Friday, March 24, 2006

Recanted child abuse testimony

Nashville news:
Sentenced six years ago to 55 years in prison for rape and sexual abuse, Ben Kiper's conviction rested solely on the testimony of his accuser, his 10-year-old stepdaughter.

There was no physical evidence, no medical exam and no testimony from any corroborating witnesses at his trial in 2000 in Butler Circuit Court.

So when the girl, now 16, recanted her allegations last October -- swearing under oath that her stepmother forced her to falsely accuse Kiper during a custody dispute -- you might have expected the 35-year-old inmate to go free, or at least win a new trial.

"It is simply intolerable if a state allows an innocent person to remain incarcerated on the basis of lies," one of his attorneys wrote a month later.

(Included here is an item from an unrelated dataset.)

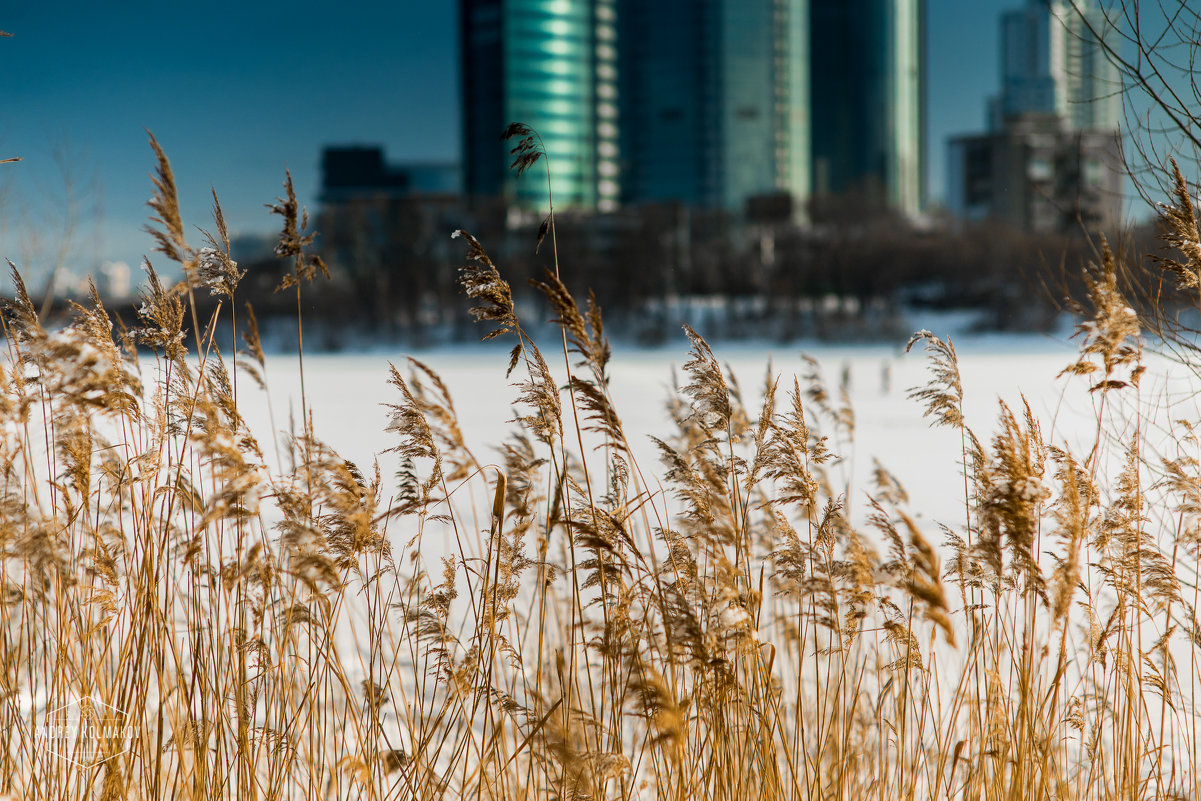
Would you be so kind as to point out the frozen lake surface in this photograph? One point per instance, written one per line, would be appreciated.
(347, 395)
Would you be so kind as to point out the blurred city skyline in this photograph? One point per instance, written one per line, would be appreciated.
(238, 93)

But five months after the recantation, Kiper remains at the Green River Correctional Complex in Central City. And he may well stay there, because courts have traditionally viewed such testimony with great suspicion. Some have said no form of evidence is more unreliable.

The thinking is that witnesses can be too easily coerced into changing their testimony. Plus, when witnesses change their story, it inherently calls their credibility into question.
Bill O'Reilly of Fox News is on a big campaign to pass Jessica's Law to mandate very long prison sentences in cases like this. He argues that anyone who disagrees must not care about children. He should have a guest on his program to tell the stories of men serving long sentences based on the flimsiest evidence.